Beijing has been building fever clinics in neighborhood health service centers citywide to further strengthen COVID-19 control and prevention, as such clinics have proved effective in detecting new cases.
The Desheng Community Health Service Center, located in Xicheng district, recently opened its own temporary treatment clinic to handle patients with fever.
In an area of only 6 square meters, the clinic has functions similar to those in a hospital's fever department, which might be as large as 80 square meters.
Zhang Hongxing, a Desheng resident, said the neighborhood health centers previously would not evaluate or treat fever patients, which was inconvenient for residents.
"Now, we don't have to wait in a long line at a big, crowded hospital just to get a fever checked," he said. "That's especially so when it comes to children. I don't want to bring my 6-year-old son with a fever to a large hospital because of the risk of cross-infection. The clinic has made it easier for patients and eased the pressure on large hospitals."

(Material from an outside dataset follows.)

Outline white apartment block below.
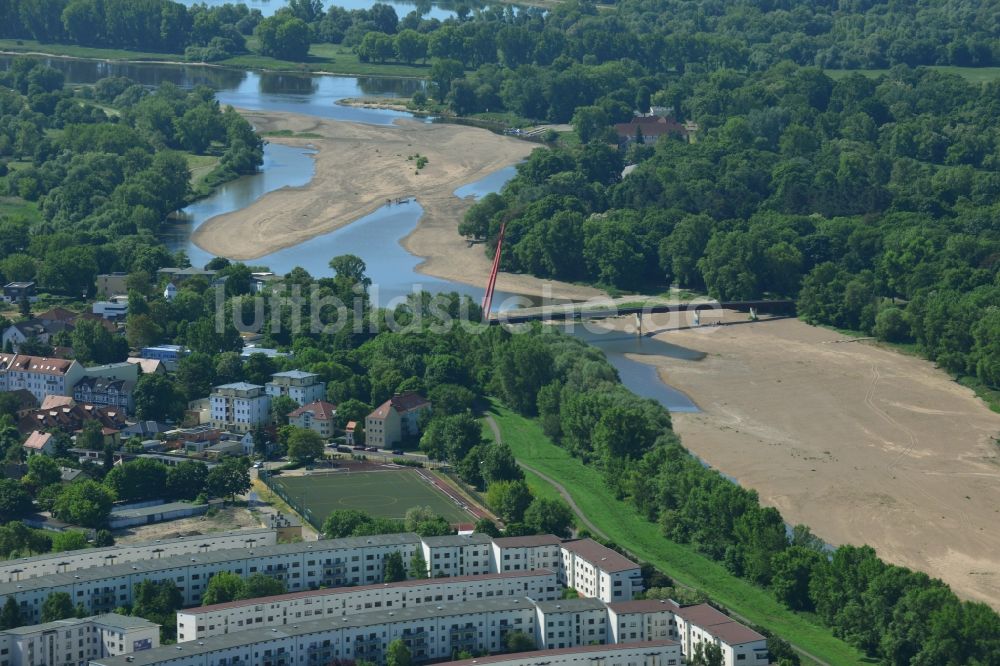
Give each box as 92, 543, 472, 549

The clinic is divided into two parts. Doctors are isolated from patients by a transparent acrylic window, but can communicate and evaluate patients using microphones and other technology. Measures are in place for doctors to take samples for nucleic acid testing. Doctors have access to videophones to call an ambulance if necessary and a computer to help with diagnoses.
Doctors can disinfect the patient space via remote control equipment after a patient leaves.
According to the Beijing Health Commission, the city had completed fever clinics at 234 neighborhood health centers by Nov 30, and plans call for authorities to build more such clinics.
Moreover, large hospitals are urged to accelerate the construction or upgrading of their fever departments to conduct prescreening of fever patients, Gao Xiaojun, a spokesman for the commission, said last week.
By the end of November, 33 such hospitals had upgraded or expanded their fever departments, which gave Beijing 101 hospital fever departments.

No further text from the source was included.